Re: Difference in queryString and Parsed query

2019-01-22 Thread Lavanya Thirumalaisami
 
Thank you Walter Under Underwood for a complete honest review. 
I will start simple by using the sample. 
Regards,LavanyaOn Tuesday, 22 January 2019, 12:31:55 pm AEDT, Walter 
Underwood  wrote:  
 
 There are many, many problems with this analyzer chain definition.

This is a summary of the indexing chain:

* WhitespaceTokenizerFilter
* LowerCaseFilter
* SynonymFilter (with ignoreCase=true after lower-casing everything)
* StopFilter (we should have stopped using stopwords 20 years ago)
* WordDelimiterFilter (with all the transformation options set to 0, does 
nothing)
* RemoveDuplicates (this must always be last)
* KStemFilter (good choice)
* EdgeNGramFilter (!!! are you doing prefix matching? doing that with stemming 
makes bizarre matches)
* ReverseStringFilter (Yowza! Only do this on unmodified tokens, what does this 
mean on word stems? Even more bizarre)

Reversed stemmed edge ngrams should cause some really exciting matches. 
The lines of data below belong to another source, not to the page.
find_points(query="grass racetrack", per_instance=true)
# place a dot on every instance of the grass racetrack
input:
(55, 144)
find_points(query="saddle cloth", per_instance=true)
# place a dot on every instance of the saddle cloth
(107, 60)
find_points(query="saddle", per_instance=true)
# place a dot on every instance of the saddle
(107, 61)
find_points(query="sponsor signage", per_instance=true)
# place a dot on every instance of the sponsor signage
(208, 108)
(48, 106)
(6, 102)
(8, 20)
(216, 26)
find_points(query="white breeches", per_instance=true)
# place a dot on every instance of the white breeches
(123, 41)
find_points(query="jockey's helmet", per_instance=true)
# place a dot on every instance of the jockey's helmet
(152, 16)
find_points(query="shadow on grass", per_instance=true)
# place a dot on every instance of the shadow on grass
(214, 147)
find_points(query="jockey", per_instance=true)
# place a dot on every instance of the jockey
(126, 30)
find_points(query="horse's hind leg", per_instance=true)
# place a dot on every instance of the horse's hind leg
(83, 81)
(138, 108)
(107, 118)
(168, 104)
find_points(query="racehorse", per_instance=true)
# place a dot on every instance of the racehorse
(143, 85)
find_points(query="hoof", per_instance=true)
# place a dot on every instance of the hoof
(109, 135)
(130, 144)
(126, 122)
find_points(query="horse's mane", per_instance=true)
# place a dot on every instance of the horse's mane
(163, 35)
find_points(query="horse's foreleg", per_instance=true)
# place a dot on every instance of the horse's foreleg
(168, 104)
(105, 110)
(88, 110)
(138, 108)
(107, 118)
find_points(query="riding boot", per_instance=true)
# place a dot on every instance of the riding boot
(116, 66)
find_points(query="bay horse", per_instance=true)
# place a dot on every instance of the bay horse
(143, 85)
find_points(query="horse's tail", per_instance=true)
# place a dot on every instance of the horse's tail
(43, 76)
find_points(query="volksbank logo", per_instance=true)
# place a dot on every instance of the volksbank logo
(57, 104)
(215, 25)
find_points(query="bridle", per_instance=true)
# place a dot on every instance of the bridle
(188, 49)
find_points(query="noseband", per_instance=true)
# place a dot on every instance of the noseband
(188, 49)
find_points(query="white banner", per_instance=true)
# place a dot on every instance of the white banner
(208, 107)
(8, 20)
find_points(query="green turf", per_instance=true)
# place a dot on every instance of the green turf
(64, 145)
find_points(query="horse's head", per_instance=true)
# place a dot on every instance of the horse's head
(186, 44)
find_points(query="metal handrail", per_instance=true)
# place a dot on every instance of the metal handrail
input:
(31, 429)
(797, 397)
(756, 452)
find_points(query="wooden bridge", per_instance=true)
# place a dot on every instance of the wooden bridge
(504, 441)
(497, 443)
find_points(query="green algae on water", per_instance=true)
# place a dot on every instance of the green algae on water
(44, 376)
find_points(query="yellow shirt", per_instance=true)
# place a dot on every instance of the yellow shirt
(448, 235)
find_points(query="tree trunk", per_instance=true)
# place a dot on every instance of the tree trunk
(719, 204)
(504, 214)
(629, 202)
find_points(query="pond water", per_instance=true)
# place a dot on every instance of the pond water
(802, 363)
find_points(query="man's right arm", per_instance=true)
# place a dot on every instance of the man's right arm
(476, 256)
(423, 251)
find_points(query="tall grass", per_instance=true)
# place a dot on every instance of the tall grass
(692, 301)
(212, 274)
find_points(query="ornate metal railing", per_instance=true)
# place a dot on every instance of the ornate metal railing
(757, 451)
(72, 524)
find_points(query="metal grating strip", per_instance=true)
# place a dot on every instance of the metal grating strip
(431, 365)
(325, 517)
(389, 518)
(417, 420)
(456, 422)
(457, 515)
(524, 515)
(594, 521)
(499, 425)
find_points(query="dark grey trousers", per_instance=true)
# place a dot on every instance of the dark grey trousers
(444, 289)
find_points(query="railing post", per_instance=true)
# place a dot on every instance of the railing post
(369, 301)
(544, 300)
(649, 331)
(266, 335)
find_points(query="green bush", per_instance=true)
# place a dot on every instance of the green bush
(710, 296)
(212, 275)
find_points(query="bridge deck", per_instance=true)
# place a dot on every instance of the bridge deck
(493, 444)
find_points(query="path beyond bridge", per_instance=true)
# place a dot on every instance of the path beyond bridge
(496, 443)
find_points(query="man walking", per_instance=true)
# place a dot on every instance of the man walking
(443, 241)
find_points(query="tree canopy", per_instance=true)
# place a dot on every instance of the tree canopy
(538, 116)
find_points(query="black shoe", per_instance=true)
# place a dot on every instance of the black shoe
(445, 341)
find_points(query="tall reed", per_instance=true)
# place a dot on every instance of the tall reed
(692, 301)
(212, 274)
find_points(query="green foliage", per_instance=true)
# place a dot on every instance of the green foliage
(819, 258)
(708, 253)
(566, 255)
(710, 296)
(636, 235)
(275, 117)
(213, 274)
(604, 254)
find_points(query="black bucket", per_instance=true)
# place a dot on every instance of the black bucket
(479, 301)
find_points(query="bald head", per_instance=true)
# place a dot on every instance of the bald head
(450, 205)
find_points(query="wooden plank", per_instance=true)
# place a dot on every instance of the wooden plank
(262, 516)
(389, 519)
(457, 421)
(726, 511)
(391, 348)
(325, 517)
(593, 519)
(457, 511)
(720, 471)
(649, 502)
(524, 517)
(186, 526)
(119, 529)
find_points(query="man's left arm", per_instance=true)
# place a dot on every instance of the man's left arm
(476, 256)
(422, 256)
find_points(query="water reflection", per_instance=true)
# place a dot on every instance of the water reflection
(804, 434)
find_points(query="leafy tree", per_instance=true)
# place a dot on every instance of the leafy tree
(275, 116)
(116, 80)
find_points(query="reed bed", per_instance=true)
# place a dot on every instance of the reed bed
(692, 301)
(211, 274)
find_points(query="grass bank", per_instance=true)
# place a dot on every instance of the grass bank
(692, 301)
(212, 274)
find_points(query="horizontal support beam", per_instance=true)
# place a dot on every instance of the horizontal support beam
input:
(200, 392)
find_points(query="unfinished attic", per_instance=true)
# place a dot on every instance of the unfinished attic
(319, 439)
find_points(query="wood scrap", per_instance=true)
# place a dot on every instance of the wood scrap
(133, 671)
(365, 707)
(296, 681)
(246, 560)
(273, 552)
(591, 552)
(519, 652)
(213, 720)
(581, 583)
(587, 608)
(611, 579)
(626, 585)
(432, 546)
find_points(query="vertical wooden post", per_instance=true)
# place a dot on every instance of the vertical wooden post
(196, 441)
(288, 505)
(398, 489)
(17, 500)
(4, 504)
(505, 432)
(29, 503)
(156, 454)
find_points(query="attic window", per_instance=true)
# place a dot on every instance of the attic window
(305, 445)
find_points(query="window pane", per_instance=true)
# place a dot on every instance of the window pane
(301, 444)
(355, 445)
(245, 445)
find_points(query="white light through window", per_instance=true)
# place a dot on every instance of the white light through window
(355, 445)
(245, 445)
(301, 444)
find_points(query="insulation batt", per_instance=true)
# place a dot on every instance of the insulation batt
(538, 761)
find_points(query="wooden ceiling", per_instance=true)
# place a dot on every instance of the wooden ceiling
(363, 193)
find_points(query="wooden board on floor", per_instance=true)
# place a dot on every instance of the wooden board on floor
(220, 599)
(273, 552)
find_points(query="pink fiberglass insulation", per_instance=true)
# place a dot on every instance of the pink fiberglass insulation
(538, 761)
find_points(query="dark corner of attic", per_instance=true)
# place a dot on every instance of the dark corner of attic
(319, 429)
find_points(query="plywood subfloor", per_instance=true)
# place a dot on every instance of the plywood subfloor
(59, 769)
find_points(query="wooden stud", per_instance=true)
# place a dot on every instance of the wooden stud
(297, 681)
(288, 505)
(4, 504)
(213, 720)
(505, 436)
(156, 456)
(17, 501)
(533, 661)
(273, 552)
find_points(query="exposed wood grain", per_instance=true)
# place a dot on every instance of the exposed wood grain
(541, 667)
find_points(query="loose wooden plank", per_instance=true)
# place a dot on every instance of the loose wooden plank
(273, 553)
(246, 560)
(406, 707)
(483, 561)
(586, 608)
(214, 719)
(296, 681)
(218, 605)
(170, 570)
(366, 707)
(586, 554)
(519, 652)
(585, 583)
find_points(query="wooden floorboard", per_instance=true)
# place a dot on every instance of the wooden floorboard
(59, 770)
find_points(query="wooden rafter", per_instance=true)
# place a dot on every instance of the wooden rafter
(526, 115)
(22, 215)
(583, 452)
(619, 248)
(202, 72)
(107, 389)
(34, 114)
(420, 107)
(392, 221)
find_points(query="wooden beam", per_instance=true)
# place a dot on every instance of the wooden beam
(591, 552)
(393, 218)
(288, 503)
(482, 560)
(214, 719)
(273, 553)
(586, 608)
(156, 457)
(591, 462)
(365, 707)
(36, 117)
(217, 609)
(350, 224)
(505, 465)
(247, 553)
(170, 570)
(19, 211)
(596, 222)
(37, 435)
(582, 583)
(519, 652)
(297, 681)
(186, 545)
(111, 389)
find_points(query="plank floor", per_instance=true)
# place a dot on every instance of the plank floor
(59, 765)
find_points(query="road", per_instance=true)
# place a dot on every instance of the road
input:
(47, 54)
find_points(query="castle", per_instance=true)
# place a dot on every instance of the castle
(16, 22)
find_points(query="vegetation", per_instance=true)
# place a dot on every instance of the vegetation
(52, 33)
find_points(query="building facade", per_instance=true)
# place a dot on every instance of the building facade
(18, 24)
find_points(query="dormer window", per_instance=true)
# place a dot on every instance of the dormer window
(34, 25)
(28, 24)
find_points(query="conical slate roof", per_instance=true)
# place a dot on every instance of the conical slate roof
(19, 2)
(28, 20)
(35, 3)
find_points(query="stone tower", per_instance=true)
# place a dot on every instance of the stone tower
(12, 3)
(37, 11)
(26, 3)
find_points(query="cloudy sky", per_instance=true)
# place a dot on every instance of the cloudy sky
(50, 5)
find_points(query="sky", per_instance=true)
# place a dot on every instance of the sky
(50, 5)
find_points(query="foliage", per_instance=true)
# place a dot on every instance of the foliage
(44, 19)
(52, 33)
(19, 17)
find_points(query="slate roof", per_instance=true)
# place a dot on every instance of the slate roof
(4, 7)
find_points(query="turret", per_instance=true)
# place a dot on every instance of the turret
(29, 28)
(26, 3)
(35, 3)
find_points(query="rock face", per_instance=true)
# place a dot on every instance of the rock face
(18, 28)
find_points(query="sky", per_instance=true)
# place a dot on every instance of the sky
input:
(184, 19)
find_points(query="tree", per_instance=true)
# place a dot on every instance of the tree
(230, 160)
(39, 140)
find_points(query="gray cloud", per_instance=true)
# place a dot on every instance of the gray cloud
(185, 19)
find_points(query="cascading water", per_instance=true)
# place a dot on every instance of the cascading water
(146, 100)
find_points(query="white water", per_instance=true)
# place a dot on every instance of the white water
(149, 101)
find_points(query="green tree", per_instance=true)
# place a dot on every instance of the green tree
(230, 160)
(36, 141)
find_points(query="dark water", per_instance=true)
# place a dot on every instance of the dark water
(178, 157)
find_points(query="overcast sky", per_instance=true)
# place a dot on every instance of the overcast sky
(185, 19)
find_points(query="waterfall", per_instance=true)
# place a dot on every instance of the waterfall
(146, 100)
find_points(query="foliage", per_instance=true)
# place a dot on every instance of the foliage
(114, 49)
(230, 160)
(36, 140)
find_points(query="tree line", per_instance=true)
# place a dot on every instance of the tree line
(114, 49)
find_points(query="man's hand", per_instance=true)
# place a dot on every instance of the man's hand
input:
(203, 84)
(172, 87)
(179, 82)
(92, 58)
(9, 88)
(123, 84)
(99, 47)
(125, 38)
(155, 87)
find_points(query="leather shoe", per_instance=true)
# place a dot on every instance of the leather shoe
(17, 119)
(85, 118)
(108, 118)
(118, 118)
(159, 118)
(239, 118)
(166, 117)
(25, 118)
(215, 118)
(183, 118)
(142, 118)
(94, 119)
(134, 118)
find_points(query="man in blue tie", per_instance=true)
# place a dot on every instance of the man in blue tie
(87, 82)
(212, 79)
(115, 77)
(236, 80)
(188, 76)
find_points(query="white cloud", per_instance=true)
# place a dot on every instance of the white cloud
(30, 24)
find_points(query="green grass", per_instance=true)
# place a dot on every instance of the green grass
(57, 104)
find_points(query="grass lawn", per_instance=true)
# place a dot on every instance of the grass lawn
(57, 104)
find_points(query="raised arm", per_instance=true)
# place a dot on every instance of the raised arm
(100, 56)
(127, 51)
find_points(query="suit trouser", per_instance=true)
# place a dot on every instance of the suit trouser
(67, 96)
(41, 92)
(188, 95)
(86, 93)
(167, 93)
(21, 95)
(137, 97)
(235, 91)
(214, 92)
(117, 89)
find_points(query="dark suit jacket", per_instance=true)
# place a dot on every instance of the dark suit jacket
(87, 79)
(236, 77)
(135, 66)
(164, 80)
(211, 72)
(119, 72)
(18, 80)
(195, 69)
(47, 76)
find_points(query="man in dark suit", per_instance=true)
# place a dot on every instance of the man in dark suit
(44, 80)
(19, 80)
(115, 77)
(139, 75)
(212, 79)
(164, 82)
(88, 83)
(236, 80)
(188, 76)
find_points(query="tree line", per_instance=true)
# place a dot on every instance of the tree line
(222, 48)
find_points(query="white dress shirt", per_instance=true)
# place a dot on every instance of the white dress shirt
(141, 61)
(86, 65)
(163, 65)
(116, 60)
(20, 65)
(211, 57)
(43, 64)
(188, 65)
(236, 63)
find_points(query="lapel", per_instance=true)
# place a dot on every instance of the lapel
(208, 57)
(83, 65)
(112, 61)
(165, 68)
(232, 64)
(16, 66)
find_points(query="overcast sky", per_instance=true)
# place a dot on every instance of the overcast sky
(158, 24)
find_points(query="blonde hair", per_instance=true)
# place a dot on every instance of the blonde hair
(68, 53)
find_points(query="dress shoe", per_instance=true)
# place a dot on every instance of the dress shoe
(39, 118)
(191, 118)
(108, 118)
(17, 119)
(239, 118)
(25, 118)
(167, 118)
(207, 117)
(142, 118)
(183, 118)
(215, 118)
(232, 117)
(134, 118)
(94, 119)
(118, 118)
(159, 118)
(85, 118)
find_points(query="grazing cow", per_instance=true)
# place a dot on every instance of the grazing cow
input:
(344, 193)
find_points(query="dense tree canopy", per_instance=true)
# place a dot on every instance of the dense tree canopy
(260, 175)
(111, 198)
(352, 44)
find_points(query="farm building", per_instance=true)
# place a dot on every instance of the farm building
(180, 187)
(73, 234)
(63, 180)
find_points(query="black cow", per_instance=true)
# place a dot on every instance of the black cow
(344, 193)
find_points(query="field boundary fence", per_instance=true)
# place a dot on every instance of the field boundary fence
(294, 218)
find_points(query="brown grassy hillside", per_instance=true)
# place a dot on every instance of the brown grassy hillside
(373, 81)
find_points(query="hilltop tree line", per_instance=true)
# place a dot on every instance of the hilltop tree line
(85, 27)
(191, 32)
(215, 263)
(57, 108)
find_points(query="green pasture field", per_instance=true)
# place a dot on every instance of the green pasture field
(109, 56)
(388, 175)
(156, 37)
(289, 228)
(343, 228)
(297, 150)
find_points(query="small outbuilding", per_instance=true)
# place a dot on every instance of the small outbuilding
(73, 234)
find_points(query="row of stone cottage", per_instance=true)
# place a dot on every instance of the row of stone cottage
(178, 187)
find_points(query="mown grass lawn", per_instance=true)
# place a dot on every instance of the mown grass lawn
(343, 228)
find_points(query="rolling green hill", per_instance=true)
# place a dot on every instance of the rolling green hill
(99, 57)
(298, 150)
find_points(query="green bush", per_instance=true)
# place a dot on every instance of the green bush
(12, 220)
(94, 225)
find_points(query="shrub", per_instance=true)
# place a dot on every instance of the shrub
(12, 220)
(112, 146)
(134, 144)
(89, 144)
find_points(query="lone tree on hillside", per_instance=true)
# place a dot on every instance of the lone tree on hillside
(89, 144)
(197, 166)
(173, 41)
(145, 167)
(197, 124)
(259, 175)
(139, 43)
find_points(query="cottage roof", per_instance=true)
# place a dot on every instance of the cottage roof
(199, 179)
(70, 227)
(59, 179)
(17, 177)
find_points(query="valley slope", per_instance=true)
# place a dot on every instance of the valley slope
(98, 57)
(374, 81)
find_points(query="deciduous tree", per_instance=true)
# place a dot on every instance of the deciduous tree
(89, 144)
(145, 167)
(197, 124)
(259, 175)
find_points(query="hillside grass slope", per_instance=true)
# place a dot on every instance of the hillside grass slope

Summary of the query chain:

* WhitespaceTokenizerFilter
* LowerCaseFilter
* PorterStemFilter (different stemmer from indexing, guarantees missed matches)
* SynonymFilter (after stemmer? never do this, all tokens need stemmed)
* StopFilter (bad, but extra bad after a Porter stemmer that doesn’t generate 
dictionary words)
* WordDelimiterFilter (again, doing nothing, also the results should have been 
stemmed)
* KStemFilter (two stemmers in a chain! never do that! plus the Porter stemmer 
doesn’t produce dictionary words, so KStem won’t do much)

Short version, I’m astonished that this configuration works at all. Delete the 
whole thing, use one from the sample file (without stop words), and reindex. 
There is no way to fix this. Not to be mean, but this is the worst field type 
definition I have ever seen.

wunder
Walter Underwood
wun...@wunderwood.org
http://observer.wunderwood.org/  (my blog)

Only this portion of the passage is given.